US-Präsident Donald Trump steht beispielhaft für die Rhetorik des Nullsummendenkens. Es zeigt sich in Argumenten wie: geht ein Job an eine Migrantin, bedeutet das eine Stelle weniger für einen US-Bürger. Oder: Was in Asien produziert wird, kann nicht in den USA produziert werden.
Auch in der Schweiz ist die Vorstellung verbreitet, dass eine Gruppe nur gewinnt, wenn eine andere verliert. Während ein Drittel glaubt, Wohlstand könne für alle wachsen, folgt für knapp 30 Prozent der Schweizer Bevölkerung der Erwerb von Wohlstand einer Nullsummenlogik. Dies geht aus einer Studie der Universität Basel hervor, die auf der nationalen SRG-Umfrage «Wie geht’s, Schweiz?» basiert.

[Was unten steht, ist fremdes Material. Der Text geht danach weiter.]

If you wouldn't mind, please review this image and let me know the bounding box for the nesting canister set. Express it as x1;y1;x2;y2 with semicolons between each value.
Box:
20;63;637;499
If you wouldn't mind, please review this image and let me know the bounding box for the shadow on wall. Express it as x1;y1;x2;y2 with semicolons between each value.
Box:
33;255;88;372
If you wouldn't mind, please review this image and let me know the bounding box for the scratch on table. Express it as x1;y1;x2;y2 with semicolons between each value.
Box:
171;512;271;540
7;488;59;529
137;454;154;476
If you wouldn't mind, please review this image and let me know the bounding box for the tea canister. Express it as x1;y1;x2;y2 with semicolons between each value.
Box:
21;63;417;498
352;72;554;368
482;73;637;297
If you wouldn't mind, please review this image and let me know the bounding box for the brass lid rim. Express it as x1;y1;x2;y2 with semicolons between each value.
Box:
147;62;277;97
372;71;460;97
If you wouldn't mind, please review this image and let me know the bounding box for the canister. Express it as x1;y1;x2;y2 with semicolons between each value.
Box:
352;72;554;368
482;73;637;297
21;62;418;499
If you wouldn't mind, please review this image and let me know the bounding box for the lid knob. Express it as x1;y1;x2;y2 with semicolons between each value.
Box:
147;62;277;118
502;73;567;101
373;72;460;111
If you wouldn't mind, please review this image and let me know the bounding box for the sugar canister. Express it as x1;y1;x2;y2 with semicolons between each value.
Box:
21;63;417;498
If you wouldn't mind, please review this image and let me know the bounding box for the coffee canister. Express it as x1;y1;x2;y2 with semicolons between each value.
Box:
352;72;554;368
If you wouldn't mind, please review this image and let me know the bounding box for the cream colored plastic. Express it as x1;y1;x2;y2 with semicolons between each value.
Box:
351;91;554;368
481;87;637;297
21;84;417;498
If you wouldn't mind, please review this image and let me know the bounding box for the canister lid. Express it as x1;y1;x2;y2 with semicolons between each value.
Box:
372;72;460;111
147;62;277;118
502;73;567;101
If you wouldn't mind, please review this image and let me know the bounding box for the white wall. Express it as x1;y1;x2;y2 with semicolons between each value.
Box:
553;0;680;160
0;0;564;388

Diese 30 Prozent Zustimmung für das Nullsummendenken überrascht Kelly Liu, Co-Autorin der Studie, weil «die Schweiz ein reiches Land ist, das bereits relativ lange ein Wirtschaftswachstum erlebt hat». Unerwartet ist für die Forscherin auch, dass die Denkweise in allen Bevölkerungsgruppen anzutreffen ist, egal welchen Alters oder Geschlechts und welcher Ausbildung oder Sprache.
Über Parteigrenzen hinweg
Nullsummendenken lässt sich auch nicht einer bestimmten politischen Partei zuordnen. Zwar ist es im linken Spektrum häufiger zu finden, verbunden mit den Forderungen nach mehr Umverteilung und einer höheren Besteuerung von Vermögen.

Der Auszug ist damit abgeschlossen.